Wario's oddball brand of "microgames" have always demanded players partake in the silliest of activities. You'd be tasked with picking noses, protecting cats from rain, and doing whatever else would best take advantage of the platform's unique features. For the Wii U installment, Nintendo changed the name and ditched the typical short-form microgames in favor of more fleshed-out minigames. Using only the GamePad, Game & Wario looks to highlight the Wii U's functionality in the same way the franchise has in the past for the DS, Wii, and Game Boy Advance. Sadly, it's a misguided effort, and makes for a lackluster minigame compilation that only shines with a room full of friends.
If you boot up the game in hopes of solo play you'll be met with a surprisingly long list of options. A strange campaign brings you through 16 different games that Wario, himself, created. As such, they're absolutely insane, with nose-tipped arrows flying into robots pirates launching attacks on Captain Wario's ship. Each attempts to take advantage of the GamePad in some way, be it by providing touchscreen/tilt controls or use of the two-screen setup. In some cases it's a success--one game, called Gamer, tasks you with playing typical WarioWare microgames on the GamePad while trying to hide from your mother, who thinks you're sleeping. It's wacky, and couldn't really be done without the Wii U's unique setup. Taxi is enjoyable as well, and has you driving a taxi in first-person (on the touch screen) while trying to shuttle farm animals back to their barn while fighting off invading aliens.
Other minigames are much less successful, with some playing more like gussied-up iPad games than something you expect from Nintendo's lauded halls. Ski, for instance, is a top-down skiing game. That's it. You just tilt the GamePad to ski. There's nothing fun or original about it, and there's really no reason it's in the mix. Problem is, this issue plagues nearly half of the minigames in Game & Wario, with several relying too much on the controller's tilt controls and not enough on the unique functions. Most games have a scoreboard, giving you incentive to try to beat your high scores, but few of the offerings are good enough to actually justify playing through it more than once or twice.
There's a silver lining, however, and it's in the game's multiplayer modes. While Disco--a two-player rhythm game--doesn't really have a ton of replay potential, the other three support up to five players with one GamePad, and can provide hours of enjoyment. In Fruit, one player is attempting to steal fruit amongst a crowd of AI-controlled characters while the other players try to discern who the thief is. The others, Sketch and Islands, replicate Pictionary and Shuffleboard well, but do so in such a way that adds in some zany Wario charm to make them feel at home on the disc. None are all that original, but they do provide some unique multiplayer fun on the system.

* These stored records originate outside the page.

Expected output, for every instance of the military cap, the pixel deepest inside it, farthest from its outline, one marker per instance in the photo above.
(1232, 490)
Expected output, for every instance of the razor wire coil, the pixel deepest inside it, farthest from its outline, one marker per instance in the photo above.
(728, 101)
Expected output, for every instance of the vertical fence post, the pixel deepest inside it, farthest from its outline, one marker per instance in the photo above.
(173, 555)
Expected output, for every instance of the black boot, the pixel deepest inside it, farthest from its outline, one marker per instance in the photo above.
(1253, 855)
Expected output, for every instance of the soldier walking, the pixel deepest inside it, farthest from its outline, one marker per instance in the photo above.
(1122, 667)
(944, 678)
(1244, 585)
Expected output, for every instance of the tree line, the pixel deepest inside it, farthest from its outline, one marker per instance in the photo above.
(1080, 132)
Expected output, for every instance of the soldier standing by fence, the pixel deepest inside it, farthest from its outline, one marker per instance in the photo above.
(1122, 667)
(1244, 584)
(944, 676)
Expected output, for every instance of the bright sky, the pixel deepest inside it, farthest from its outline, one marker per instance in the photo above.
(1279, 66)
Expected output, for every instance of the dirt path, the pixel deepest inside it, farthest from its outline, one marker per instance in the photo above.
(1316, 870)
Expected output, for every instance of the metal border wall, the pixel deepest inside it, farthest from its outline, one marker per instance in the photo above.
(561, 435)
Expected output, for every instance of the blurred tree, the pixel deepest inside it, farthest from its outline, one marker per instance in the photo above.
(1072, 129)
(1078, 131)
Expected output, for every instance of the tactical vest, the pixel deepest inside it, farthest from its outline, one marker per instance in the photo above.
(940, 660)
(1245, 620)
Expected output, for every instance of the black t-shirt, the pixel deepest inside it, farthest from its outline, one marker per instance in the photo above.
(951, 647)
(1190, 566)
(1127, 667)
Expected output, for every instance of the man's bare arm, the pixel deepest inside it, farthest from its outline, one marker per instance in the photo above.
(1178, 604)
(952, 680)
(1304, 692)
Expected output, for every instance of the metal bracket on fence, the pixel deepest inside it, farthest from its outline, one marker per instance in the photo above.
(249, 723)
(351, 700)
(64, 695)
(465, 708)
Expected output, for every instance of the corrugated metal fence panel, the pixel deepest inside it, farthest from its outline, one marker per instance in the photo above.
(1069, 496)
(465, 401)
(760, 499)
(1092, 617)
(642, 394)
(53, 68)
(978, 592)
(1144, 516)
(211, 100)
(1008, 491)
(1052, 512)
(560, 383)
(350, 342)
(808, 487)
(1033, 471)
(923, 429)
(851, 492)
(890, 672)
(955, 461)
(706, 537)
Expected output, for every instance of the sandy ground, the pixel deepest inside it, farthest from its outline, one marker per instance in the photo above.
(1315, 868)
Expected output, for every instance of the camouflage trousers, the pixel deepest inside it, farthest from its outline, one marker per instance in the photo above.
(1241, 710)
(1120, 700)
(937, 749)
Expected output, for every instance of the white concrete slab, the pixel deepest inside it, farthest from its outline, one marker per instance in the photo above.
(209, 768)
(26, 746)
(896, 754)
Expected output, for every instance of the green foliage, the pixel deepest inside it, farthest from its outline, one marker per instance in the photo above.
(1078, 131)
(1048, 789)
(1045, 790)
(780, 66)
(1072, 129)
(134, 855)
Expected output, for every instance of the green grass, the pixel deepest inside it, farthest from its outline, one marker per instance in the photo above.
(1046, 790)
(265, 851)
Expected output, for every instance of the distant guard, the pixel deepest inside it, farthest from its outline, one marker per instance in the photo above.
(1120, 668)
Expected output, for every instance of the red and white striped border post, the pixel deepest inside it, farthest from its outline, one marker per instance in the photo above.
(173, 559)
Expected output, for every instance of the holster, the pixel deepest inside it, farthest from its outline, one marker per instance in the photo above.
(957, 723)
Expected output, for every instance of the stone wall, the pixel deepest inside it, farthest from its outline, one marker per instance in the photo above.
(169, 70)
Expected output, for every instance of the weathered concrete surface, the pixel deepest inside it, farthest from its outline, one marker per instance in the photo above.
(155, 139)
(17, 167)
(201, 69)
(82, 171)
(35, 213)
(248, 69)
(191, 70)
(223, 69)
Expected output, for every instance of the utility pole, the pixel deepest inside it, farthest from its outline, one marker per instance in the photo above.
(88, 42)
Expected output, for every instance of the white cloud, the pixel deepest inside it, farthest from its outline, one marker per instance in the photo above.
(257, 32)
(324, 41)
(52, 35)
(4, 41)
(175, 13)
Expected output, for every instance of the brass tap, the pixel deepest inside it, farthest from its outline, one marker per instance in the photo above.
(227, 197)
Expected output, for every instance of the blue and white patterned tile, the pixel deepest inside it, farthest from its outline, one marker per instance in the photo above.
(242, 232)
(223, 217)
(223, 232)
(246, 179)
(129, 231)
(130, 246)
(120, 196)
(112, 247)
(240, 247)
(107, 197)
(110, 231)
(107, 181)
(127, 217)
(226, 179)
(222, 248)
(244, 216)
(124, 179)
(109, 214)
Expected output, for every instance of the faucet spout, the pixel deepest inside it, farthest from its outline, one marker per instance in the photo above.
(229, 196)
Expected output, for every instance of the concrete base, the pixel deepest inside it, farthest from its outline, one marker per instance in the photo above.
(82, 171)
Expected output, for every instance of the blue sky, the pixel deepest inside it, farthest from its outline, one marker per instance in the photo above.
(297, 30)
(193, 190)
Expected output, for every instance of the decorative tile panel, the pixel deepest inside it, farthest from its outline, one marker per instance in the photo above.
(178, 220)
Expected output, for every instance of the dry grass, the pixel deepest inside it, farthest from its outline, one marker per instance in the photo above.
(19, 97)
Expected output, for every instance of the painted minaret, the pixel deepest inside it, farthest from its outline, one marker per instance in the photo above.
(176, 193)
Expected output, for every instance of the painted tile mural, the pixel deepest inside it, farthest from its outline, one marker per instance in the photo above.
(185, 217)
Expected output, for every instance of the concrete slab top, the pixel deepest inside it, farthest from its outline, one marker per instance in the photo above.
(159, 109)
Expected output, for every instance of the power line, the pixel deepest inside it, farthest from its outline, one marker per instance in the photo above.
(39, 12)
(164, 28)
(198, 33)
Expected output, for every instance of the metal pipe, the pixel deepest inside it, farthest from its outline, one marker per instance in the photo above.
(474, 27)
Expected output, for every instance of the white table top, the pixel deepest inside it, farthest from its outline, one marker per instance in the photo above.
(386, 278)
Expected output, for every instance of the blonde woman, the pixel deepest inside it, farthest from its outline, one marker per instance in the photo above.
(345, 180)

Problem is... that's pretty much it. Those four minigames join the singleplayer offerings to provide an underwhelming experience, even if the game is launching at a low price. Whereas other minigame compilations focus on providing entertainment for as many people as you can fit on a couch, Game & Wario puts most of its stock into its single-player, and few of the games are actually worth playing more than once. There are unlockable short videos and some other silly features on the side, but they don't make up for the shortage of interesting content on the disc. Maybe Wario should go back to farting--the whole "game making" business isn't really working out for him.